A key moment can occur in a writer’s career when he or she starts turning down opportunities.
You read that right: turning them down. Saying ‘No’ to an opportunity to get published.
Most writers try to emulate the success they see in other writers. When submission opportunities arise, for instance, they say yes to anyone willing to pay and yes to anyone not paying simply because they feel that they need the money and, if not money, a chance at more exposure.
What can be difficult to understand is that saying yes can kill them off as writers.
This is very counter-intuitive, isn’t it?
By accepting any and all work, writers can become highly generic (lacking imagination or individuality; predictable and unoriginal).
In the beginning of their careers, writers are often in a constant state of panic. Where are their next submission opportunities going to coming from? When will they come? Will they get enough acceptances?
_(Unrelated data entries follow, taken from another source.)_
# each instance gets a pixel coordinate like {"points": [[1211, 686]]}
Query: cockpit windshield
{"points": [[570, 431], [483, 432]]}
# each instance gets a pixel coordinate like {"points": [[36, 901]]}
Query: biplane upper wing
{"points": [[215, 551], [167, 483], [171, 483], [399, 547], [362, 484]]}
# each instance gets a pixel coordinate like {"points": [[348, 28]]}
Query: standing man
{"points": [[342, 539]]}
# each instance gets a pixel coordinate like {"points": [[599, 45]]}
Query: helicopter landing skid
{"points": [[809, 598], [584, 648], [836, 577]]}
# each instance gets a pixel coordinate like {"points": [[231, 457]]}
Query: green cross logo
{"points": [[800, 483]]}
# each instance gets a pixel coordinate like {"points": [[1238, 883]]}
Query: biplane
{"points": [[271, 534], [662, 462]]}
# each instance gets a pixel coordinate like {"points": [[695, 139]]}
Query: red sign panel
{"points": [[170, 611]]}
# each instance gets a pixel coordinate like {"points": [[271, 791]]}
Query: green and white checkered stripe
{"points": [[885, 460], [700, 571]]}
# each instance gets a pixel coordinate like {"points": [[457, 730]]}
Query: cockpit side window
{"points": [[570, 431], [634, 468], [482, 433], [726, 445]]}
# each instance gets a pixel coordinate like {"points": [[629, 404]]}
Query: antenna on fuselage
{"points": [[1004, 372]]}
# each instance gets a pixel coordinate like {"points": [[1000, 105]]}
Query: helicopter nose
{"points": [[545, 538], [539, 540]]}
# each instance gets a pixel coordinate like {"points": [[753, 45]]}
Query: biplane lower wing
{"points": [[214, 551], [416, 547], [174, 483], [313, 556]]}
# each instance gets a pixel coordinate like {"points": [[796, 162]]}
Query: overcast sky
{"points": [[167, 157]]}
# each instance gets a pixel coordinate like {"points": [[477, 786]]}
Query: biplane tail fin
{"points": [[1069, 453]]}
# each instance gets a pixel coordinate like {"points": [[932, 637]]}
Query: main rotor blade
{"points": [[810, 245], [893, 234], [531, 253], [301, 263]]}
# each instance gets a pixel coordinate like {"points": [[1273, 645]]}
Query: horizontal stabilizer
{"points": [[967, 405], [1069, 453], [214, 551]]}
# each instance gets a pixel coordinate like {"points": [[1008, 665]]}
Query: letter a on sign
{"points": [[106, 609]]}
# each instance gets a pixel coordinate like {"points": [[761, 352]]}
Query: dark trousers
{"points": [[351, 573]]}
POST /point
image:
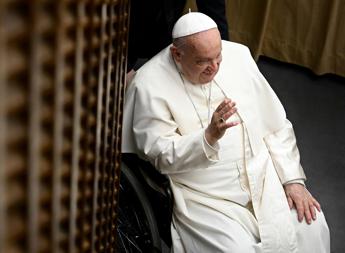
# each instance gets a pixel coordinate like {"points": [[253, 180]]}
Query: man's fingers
{"points": [[316, 204], [230, 124], [312, 210], [300, 210], [222, 105], [229, 113], [307, 211], [290, 202]]}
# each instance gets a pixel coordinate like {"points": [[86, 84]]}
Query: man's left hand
{"points": [[305, 204]]}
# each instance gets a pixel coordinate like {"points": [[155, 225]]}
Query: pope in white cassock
{"points": [[201, 112]]}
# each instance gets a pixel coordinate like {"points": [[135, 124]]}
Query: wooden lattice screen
{"points": [[62, 71]]}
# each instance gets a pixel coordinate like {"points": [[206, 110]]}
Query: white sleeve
{"points": [[285, 155], [157, 137]]}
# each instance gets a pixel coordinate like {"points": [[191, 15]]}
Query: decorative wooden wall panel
{"points": [[62, 74]]}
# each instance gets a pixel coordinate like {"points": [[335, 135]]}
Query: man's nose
{"points": [[213, 64]]}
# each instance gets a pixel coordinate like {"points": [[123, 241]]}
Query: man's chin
{"points": [[207, 78]]}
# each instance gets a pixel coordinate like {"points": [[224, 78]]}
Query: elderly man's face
{"points": [[200, 57]]}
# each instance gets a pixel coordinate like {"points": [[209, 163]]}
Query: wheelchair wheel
{"points": [[137, 229]]}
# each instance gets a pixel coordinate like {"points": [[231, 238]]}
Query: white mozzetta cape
{"points": [[160, 125]]}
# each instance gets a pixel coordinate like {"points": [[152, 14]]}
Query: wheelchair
{"points": [[145, 207]]}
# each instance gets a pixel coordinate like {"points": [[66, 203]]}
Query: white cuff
{"points": [[296, 181], [210, 151]]}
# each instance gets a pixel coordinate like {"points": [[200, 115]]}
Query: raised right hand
{"points": [[216, 129]]}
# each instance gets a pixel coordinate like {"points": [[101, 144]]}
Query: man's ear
{"points": [[176, 53]]}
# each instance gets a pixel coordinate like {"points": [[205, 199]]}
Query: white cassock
{"points": [[229, 197]]}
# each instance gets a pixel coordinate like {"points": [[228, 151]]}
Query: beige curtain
{"points": [[309, 33]]}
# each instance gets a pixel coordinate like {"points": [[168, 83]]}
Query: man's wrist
{"points": [[210, 140]]}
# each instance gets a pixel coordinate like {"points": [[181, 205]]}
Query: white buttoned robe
{"points": [[229, 197]]}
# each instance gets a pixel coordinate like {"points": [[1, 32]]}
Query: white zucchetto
{"points": [[191, 23]]}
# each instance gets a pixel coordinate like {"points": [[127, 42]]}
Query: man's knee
{"points": [[312, 236]]}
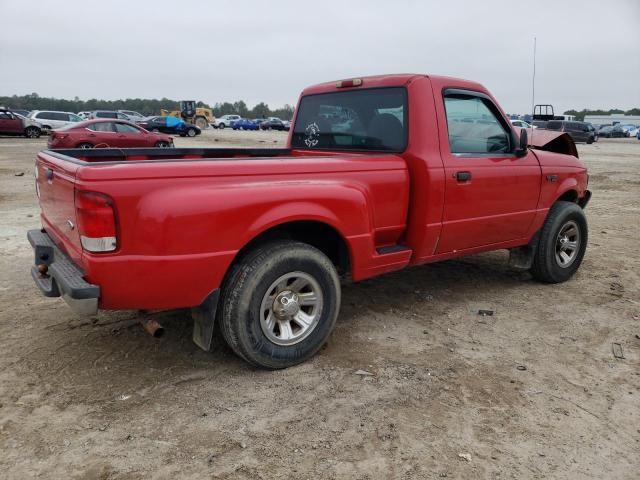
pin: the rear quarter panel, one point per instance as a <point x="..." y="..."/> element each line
<point x="182" y="223"/>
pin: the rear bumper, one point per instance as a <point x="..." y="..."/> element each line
<point x="63" y="278"/>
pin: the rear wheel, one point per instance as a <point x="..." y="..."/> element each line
<point x="279" y="304"/>
<point x="32" y="132"/>
<point x="201" y="123"/>
<point x="562" y="243"/>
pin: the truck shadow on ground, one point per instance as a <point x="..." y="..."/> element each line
<point x="114" y="350"/>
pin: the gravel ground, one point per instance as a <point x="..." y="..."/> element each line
<point x="533" y="391"/>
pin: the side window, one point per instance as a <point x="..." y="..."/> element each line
<point x="473" y="126"/>
<point x="102" y="127"/>
<point x="124" y="128"/>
Pumping out story after story is a constant treadmill of work — and the higher proportion of these stories will probably be rejected, making the effort to continue much harder.
Often only when a writer finds a niche—and starts turning away opportunities —does he or she truly begin to thrive. The more these writers say no to those outside of their specific expertise, the more opportunities arise within that niche. And these are not just any opportunities, but ideal chances not only to get work published but to get paid for it too. When a writer finds out exactly what he or she does best, so apparently does the world.
When I arrived back in England 26 years ago (after a corresponding 26 years away in Australia) I was approached by various institutions and agencies wanting to employ me. Sometimes I would get home and find up to 16 messages on my answering machine from people wanting to recruit me (yes, this was in the days of the answering machine with its little recorded messages and bleeping noises). I would sift through these each day and try to formulate a response that wouldn’t offend, but which would keep my options open. The truth was that I wasn’t sure what I wanted to do, where I wanted to end up working, or what my purpose was.
It took me a while to work it out, but a couple of years later, when I had resolved what it was that I actually ‘stood for’ or wanted to accomplish, the messages on the machine vanished. I hadn’t broadcast my decision; no one knew that I was even thinking about these things — the answering machine was suddenly empty, overnight.
And I had productive, purposeful work every day which I loved and which led me eventually to the even better position I am in today.
I hadn’t even had to say ‘No’ to anyone, except in my head: but effectively I had turned away all the distractions and was able to concentrate on the ‘motherlode’ of purposeful projects which came to underpin Clarendon House and its many facets.
Essentially, I learned that an opportunity today outside of your niche is worth less than a opportunity tomorrow from an ideal source. The opportunity you receive today is only what it is — a little bit of exposure or an even smaller bit of cash. But when you’re working on something that fits into your own deepest purposes, you receive the additional reward of freeing yourself up to find new work that will help you build and strengthen your writing career into the valuable, productive and meaningful activity you want it to be.
It’s a kind of magic: once you discover what it is that you love doing and can do well, it seems to beget more work of that kind. Whereas if you are going ‘cap in hand’ looking for projects that you don’t enjoy, or that fall outside your area of skill or specialty, you will tend to feel drained, apathetic and frustrated even when you get acceptances or exposure.
Spending time working on the wrong things is reason enough to seek out instead the right things to focus on. You want ideal publication opportunities that help you to build your reputation in your genre or genres; you want to be working with editors, publishers and readers who love your stuff and recommend you to others; you want to be developing your skills, growing nuanced fiction that becomes lasting literature. This will mean you get faster, stronger, better at what you do — which includes more confidence when turning away work that doesn’t fit you.
That means, in the end, more income. But primarily, more satisfaction, more inner contentment.
When you work outside your specialty, all you are doing is making money or receiving exposure. That's fine, of course -- but you’re not growing upwards, just outwards. Furthermore, you might be undermining your future development. A paying opportunity to publish may seem better than no opportunity — but it means that your valuable time might be being redirected away from more appropriate work. Better, greater projects are missing out.
But what if that leaves you with nothing at all?
Counter-intuitive assertion coming up: having nothing published is preferable to having material published outside your niche or niches because that can actually stifle your growth as a meaningful artist.
Terrifying, isn't it? How do you say no to an opportunity when you need the exposure? How do you say no when you are easily capable of producing what is requested?
It’s not easy; it can feel wrong. And of course it's entirely up to you. But taking the weak opportunity today can prolong the struggle to become a recognised name. Courage is needed; self-confidence and a sense of the worth of one’s own work is required. But saying ‘No’ at the right time can be the beginning of greatness.